Jackson Morgan Nettles was born in January of 1877 in Nassau County Florida
and died in February of 1937 in Charlton County Georgia. He was 60 years old. Family Tradition has it that he is buried at
Pigeon Creek Cemetery with his other Nettles ancestors, but there is no tombstone to mark his grave.
Janie Dixon- There is not much information known at this time about Janie
Dixon except that she was born in June of 1878. Like her husband Jackson,
Janie is supposed to be buried at Pigeon Creek Cemetery in an unmarked grave.
Jackson Nettles & Janie Dixon had the following children:
1). Mary E. Nettles - born Aug. 1899
2). William Nettles - born about 1907 and died March 1937
3). George Morgan Nettles - born June 22, 1908/died: Feb. 23,
1968. Married to his 2nd cousin: Hazel Elizabeth Nettles
4). Ada Nettles - No information at this time
Charlton County Herald
March 26, 1937
WILLIAM NETTLES, WELL KNOWN YOUNG MAN, VICTIM OF SUICIDE - William Nettles, about 30 years old, well
known young man who resided at the Hugh McClain place, committed suicide at his home there about 9 o'clock Monday morning.
He died about one hour after he had shot himself beneath the heart with a single barrel shotgun.
Young Nettles is said to have retained consciousness until just shortly before he died, and made a statement
to members of his family, giving reasons for this act. He is said to have been very despondent the past several days, probably
having been brought about by excessive drinking and by worry over the recent mysterious disappearance of his father, Jackson
Nettles, who disappeared from home about 5 weeks ago, and has not been seen or heard from since.
The mystery surrounding the disappearance of his father is said to have weighed heavily upon the young man's
mind, which probably caused his excessive drinking and consequent despondency. He is survived by his wife and one child, as
well as several brothers and sisters and other relatives.
Charlton Co. Herald
October 29, 1937
SKELTON FOUND NEAR SWAMP IDENTIFIED AS THE BODY OF JACKSON NETTLES- The skeleton of a man who had
evidently been dead for several months was found late Saturday afternoon by Harry Petty, in the woods near the canal entrance
to the Okefenokee Swamp, at a place known as Clay Hole Point.

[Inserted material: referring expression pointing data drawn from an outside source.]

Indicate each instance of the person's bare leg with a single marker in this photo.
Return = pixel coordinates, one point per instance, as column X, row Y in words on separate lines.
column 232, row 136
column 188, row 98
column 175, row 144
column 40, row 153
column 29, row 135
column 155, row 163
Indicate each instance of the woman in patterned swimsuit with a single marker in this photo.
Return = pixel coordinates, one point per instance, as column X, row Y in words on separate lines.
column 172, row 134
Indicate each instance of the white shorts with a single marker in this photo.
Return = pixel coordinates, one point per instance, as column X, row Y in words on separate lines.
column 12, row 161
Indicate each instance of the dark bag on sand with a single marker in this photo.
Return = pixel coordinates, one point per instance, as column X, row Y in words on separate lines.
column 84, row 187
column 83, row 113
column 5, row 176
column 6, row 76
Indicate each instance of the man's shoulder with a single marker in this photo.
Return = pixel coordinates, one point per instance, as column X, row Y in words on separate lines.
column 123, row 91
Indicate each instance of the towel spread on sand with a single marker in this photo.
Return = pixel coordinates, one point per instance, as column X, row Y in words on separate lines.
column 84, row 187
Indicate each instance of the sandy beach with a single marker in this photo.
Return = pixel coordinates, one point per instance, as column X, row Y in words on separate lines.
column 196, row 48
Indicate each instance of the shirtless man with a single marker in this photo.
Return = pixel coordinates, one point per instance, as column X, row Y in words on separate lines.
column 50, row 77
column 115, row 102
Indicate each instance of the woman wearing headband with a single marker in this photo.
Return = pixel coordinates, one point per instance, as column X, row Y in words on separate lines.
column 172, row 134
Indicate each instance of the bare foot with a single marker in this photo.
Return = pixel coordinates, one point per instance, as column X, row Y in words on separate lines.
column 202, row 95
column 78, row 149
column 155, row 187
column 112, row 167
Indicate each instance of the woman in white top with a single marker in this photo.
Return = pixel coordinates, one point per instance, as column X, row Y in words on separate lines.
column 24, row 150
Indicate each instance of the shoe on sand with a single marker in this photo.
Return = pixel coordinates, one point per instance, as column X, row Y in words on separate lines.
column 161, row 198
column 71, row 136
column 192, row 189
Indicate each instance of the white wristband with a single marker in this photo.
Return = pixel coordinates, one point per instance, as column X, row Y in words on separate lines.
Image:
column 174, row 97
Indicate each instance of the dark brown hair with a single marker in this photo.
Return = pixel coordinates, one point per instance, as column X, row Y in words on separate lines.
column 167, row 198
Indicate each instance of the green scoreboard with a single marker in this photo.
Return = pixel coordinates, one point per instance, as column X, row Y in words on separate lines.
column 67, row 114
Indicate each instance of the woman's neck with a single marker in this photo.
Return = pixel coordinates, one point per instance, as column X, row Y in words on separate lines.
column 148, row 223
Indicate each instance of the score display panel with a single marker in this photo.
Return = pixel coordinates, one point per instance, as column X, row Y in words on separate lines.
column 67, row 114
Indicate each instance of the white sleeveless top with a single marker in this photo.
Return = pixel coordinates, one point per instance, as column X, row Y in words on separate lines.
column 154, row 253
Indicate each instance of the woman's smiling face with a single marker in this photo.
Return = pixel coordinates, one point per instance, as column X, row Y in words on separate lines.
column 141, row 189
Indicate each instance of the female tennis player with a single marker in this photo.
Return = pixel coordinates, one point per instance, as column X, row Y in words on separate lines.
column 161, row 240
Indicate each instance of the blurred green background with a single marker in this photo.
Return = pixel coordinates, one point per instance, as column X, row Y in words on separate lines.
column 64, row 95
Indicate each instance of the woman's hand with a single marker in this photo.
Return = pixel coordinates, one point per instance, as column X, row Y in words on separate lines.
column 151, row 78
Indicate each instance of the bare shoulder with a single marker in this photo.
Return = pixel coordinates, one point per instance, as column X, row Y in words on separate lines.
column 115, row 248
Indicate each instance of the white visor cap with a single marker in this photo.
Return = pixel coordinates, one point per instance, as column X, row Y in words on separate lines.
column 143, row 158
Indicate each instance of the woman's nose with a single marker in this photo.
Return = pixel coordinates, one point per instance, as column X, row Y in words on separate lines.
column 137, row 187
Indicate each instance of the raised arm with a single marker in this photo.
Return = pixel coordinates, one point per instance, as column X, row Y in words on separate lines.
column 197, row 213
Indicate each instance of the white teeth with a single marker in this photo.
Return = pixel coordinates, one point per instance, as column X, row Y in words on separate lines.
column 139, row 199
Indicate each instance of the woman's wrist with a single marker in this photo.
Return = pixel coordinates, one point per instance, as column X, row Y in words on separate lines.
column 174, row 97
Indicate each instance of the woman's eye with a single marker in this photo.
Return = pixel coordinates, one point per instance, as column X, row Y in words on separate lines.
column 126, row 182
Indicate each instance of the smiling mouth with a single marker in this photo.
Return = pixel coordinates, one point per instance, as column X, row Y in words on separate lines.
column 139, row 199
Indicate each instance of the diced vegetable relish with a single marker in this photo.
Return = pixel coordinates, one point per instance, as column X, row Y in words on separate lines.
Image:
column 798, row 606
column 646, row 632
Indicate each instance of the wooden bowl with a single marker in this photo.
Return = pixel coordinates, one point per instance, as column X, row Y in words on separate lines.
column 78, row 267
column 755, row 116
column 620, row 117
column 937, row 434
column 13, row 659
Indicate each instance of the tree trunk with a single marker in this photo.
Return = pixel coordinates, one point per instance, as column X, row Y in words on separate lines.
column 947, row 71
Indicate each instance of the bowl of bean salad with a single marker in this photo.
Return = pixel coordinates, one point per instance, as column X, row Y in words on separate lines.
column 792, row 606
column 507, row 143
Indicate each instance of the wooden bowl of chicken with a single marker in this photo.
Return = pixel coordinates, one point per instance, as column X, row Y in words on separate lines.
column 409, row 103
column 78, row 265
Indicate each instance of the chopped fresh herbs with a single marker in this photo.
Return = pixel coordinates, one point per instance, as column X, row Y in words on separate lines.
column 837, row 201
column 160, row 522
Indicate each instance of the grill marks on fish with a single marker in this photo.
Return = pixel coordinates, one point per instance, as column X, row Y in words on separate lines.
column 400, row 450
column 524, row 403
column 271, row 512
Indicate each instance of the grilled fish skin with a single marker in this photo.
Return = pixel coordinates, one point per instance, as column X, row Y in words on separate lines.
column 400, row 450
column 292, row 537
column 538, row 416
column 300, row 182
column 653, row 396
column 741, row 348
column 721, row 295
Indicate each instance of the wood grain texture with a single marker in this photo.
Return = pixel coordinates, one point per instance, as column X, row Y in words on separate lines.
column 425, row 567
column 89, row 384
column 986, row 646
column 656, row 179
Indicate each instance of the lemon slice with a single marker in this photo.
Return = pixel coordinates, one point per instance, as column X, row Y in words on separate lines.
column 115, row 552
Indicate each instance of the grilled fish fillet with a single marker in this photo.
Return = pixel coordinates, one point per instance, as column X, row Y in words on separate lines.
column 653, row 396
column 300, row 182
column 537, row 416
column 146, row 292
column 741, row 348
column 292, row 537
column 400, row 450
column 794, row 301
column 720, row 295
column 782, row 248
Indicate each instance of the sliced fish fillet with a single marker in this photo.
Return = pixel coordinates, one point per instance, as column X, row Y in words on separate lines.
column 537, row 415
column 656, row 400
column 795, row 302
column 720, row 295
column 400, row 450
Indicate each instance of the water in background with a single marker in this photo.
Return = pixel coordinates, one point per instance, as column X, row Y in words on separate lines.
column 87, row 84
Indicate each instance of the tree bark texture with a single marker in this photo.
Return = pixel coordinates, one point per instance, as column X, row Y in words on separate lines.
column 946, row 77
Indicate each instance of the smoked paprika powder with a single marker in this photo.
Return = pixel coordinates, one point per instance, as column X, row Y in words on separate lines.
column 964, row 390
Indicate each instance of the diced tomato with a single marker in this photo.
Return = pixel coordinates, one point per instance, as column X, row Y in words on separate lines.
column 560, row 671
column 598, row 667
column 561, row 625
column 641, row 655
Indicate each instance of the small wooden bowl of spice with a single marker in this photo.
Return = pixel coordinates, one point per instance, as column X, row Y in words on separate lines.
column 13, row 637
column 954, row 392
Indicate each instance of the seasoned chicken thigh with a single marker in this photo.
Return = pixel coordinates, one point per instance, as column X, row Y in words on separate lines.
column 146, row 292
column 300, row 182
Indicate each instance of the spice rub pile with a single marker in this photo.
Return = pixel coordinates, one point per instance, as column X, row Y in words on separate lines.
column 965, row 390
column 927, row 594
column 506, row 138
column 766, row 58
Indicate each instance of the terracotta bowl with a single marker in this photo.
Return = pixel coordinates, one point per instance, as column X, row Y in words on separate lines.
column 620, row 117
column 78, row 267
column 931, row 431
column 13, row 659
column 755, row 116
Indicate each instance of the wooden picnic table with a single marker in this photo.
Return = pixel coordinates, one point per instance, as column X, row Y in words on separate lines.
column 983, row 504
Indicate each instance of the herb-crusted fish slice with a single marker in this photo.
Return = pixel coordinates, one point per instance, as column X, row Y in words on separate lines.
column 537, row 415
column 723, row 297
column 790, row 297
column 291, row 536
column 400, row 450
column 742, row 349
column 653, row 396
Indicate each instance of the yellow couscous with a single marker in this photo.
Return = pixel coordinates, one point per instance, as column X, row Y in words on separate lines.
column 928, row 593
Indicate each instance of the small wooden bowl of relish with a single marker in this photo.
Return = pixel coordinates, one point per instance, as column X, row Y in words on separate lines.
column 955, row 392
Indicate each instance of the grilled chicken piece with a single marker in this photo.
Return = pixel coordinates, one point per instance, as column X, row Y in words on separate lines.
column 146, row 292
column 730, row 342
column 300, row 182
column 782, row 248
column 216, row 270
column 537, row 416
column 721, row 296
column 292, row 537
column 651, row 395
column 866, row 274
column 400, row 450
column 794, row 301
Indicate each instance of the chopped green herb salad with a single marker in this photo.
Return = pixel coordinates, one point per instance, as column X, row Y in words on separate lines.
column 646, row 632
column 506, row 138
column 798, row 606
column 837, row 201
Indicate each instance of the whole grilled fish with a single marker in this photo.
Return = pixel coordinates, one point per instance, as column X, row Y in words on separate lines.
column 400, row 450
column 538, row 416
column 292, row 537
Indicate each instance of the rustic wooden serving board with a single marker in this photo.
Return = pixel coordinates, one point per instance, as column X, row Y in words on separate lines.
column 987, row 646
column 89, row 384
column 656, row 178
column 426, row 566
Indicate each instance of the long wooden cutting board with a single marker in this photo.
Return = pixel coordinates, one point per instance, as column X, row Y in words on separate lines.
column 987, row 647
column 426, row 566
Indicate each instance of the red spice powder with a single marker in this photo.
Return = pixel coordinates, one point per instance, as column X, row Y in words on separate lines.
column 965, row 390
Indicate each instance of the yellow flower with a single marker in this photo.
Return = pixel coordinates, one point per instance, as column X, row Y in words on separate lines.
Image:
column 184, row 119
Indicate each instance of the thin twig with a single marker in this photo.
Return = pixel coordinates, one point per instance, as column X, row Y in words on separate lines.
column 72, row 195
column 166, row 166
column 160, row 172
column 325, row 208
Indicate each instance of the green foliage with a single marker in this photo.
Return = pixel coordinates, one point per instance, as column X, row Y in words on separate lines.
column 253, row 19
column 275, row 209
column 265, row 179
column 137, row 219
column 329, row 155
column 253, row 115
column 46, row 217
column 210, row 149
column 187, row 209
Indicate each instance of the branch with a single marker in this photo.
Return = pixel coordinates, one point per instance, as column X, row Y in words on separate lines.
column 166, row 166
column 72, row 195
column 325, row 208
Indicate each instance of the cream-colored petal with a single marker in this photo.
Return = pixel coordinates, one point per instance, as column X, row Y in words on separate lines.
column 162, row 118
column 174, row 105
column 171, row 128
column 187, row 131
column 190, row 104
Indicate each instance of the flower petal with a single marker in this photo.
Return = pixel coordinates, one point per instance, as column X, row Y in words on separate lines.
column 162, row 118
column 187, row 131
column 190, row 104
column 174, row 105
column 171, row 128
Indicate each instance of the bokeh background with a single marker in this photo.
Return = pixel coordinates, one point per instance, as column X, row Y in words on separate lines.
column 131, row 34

Authorities were immediately notified, and an investigation was launched to determine the identity of the
dead man. Judge W.E. Banks, acting as coroner, empanelled a jury Monday morning, and after all the available evidence and
information had been submitted, a verdict was rendered that the skeleton was the remains of Jackson Nettles, about 60 years
old, who disappeared from his home in the Corn House Creek community last February, and has not been seen or heard from since.
Practically all the clothing had been destroyed, only a belt, hat and shoes being intact, in fact, part
of the skeleton was missing. Sufficient evidence was available to make certain that it was the remains of Mr. Nettles who
was ill at the time he left home and evidently became lost in the woods.